Wilson made a few appearances in September last year, but will get his first real shot at the majors out of the bullpen this year. The left-hander has struggled with his control in the minors, both as a starter and as a reliever. He’s countered the control issues with a high strikeout rate and a low BAA. Those numbers are a result of his stuff. Wilson throws a fastball that sits in the 94-96 MPH range, and pairs that with two good breaking pitches. He also throws a changeup well.
Normally when starters move to the bullpen they see an improvement. In Wilson’s case, he’s the same pitcher, just in shorter appearances. His control doesn’t improve in the move to relief, and that’s the one thing that holds him back. He has seen a velocity increase in the past as a reliever, but that didn’t show up last year. Because he has four pitches that he throws well, Wilson could be an option for multiple innings out of the bullpen.
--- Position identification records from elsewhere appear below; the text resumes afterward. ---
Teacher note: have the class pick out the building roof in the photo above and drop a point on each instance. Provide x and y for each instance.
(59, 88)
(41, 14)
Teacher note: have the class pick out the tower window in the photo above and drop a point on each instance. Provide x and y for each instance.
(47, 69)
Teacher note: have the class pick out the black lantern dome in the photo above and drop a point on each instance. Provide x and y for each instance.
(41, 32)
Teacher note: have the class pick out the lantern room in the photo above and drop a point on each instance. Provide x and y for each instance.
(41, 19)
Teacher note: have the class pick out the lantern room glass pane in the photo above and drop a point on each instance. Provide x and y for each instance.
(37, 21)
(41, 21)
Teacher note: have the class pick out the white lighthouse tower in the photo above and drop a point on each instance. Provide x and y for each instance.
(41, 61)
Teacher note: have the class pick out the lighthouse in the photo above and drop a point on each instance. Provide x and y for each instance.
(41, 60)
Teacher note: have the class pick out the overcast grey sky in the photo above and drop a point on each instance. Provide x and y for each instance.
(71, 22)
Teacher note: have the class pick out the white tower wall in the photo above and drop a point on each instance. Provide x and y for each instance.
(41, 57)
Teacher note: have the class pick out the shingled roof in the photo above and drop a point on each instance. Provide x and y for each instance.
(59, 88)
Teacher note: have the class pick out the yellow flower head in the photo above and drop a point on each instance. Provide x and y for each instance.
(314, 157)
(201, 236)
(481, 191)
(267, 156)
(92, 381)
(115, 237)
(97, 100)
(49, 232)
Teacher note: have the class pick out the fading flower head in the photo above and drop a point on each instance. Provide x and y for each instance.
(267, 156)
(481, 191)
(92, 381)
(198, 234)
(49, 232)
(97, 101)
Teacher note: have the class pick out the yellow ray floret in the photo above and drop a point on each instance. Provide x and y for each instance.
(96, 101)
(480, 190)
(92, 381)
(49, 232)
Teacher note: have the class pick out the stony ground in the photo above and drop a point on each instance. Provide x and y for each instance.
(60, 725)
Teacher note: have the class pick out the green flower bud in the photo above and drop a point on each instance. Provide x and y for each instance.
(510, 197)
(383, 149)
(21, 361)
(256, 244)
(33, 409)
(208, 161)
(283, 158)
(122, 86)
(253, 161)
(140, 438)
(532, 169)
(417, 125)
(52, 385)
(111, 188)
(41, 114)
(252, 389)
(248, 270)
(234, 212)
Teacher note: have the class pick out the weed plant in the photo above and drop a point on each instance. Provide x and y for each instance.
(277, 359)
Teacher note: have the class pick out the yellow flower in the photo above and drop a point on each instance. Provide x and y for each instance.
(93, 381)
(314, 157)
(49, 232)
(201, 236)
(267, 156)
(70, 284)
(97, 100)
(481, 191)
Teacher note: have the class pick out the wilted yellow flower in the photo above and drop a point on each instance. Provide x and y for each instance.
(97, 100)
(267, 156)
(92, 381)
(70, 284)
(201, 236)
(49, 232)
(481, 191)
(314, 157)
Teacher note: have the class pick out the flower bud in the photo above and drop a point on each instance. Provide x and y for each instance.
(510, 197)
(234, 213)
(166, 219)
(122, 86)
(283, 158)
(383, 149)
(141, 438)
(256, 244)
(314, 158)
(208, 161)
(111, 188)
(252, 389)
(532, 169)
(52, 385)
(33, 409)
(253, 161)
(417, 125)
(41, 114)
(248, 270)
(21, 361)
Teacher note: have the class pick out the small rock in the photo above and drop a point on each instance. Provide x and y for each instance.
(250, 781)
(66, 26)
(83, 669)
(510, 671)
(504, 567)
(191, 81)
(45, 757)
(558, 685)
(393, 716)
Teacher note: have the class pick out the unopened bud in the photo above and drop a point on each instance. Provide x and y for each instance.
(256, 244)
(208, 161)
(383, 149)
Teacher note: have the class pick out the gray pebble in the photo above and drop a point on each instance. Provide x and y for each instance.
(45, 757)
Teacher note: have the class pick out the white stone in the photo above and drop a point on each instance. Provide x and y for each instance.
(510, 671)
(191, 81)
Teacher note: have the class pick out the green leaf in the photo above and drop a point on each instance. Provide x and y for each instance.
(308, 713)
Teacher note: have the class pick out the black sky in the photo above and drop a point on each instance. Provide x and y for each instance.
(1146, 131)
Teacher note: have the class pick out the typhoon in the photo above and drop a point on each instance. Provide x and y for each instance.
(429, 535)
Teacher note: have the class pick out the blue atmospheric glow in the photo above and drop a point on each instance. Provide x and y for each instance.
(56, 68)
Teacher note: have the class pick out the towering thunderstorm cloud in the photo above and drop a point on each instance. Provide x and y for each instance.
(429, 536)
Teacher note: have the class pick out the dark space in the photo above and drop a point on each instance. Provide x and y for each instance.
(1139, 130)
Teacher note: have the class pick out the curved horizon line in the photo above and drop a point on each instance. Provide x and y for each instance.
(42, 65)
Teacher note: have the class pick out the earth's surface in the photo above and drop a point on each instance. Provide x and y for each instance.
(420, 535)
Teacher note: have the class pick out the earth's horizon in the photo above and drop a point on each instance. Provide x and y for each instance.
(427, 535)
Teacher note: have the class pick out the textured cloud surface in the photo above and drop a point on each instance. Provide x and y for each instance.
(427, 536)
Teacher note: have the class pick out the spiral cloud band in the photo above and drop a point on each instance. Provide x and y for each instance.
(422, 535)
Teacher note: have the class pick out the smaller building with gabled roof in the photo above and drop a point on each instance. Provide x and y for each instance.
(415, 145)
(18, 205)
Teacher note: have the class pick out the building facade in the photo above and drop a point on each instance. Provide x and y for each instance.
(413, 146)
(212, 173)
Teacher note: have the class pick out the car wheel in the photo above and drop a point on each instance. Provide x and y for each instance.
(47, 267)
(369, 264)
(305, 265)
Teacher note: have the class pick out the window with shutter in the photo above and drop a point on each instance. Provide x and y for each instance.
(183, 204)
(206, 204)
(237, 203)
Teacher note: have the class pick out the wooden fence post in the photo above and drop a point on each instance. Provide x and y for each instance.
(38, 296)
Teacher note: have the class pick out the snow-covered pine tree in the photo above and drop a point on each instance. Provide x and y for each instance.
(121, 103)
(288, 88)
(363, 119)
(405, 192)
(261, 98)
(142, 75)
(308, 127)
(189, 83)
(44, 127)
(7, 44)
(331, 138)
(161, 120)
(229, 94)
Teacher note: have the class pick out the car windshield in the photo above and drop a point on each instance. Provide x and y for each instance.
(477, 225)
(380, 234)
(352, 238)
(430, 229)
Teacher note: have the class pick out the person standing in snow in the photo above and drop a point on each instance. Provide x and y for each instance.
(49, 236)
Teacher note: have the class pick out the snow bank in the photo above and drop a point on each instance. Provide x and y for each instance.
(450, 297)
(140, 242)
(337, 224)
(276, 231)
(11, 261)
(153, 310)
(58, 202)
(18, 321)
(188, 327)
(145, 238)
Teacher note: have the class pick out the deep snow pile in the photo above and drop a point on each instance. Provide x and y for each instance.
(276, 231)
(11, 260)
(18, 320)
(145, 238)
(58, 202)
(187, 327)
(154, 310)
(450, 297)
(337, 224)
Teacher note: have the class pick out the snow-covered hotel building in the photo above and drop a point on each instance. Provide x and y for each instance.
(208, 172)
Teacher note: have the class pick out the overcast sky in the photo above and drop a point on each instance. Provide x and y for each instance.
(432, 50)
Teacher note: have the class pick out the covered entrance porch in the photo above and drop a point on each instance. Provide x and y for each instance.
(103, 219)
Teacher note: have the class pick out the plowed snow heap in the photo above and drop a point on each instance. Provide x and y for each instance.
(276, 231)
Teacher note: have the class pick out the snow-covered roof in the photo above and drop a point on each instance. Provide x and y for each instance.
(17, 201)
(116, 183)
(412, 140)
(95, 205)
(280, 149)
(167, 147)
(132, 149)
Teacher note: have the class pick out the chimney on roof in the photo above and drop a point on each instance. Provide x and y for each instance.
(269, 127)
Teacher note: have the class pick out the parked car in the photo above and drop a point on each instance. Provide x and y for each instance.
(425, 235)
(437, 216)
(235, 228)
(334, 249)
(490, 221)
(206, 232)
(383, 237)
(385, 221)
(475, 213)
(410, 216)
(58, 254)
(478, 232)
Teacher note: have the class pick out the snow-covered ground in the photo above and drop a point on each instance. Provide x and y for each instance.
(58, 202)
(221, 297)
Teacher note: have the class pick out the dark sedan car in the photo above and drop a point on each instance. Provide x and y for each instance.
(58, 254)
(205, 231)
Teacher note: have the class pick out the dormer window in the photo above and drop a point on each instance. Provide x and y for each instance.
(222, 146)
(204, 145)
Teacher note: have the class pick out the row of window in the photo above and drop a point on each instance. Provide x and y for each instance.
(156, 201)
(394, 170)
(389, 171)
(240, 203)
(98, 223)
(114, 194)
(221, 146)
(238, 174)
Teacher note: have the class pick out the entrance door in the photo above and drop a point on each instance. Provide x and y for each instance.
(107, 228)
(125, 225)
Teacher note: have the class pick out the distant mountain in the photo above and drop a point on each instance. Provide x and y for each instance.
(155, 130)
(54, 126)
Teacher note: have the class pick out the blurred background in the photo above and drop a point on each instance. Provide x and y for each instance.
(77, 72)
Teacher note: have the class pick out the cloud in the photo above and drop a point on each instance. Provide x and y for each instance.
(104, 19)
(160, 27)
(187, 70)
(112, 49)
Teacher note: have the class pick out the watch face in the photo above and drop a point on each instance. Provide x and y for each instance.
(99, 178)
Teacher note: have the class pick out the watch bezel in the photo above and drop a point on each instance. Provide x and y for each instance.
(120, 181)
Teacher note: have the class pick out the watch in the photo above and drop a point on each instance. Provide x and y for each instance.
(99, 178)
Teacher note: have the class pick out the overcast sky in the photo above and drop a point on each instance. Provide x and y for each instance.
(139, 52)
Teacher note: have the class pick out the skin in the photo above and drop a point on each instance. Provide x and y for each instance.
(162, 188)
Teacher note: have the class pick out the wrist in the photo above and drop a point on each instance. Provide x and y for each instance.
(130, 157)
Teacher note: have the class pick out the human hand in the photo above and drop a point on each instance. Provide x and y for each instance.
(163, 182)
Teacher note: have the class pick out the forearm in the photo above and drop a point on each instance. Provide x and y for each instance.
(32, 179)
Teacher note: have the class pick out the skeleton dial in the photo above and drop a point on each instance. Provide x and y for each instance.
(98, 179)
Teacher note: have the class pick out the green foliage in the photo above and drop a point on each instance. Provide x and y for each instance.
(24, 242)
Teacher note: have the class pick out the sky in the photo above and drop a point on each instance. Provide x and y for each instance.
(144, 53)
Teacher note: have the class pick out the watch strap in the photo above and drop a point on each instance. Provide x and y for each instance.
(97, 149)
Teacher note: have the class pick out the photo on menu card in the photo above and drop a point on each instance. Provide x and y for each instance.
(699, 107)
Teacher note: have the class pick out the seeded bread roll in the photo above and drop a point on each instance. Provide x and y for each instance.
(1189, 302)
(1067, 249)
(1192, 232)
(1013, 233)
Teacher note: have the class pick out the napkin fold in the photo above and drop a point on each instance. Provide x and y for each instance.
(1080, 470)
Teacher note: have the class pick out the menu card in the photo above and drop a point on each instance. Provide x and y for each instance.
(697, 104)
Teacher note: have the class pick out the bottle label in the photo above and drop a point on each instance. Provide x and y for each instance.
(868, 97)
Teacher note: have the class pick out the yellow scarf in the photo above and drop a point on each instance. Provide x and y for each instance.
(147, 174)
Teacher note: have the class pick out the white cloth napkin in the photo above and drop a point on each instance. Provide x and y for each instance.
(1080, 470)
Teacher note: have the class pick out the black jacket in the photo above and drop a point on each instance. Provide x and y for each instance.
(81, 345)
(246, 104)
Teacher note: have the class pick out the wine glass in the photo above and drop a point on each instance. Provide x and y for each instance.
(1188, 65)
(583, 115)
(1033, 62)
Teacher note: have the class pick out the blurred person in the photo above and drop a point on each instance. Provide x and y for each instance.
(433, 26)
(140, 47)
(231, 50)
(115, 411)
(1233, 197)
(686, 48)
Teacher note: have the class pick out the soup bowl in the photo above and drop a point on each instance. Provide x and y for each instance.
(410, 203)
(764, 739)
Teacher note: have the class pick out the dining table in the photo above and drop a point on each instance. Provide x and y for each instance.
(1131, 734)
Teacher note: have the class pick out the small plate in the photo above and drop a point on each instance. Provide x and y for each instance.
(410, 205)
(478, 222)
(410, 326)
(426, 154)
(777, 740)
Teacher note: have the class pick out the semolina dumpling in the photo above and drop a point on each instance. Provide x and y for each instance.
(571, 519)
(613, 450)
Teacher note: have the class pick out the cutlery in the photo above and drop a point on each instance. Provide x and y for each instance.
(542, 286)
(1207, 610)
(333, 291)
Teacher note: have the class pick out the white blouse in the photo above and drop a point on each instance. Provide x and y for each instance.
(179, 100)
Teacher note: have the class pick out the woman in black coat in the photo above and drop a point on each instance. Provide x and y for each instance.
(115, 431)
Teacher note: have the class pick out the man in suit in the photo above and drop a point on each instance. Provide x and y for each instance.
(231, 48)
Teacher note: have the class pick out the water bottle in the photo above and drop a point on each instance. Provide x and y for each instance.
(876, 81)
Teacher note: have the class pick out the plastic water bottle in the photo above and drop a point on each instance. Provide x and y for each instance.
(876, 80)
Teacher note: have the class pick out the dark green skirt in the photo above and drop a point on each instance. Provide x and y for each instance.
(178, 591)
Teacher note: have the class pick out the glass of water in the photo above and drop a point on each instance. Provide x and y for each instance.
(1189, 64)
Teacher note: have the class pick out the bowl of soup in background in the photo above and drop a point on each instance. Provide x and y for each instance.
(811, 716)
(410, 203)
Gomez has been your typical fifth starter in the majors. In his career he has a 5.18 ERA in 206.2 innings, with a 4.9 K/9 and a 3.1 BB/9. He’s a sinkerball pitcher, with a ground ball rate that is well above average. He hasn’t pitched in relief a lot in his career, so it’s hard to say whether he’d see an improvement with his results with a move to the bullpen. His major league career is limited to seven innings in relief, giving up one run and striking out five. The Pirates have a good track record of taking guys like Gomez — who seemingly have very little value — and turning them in to quality relievers. That’s not necessarily a guarantee with Gomez, but he’s also the last guy in the bullpen, and the most likely to take the meaningless innings. Any improvement that comes from moving to relief would be a bonus.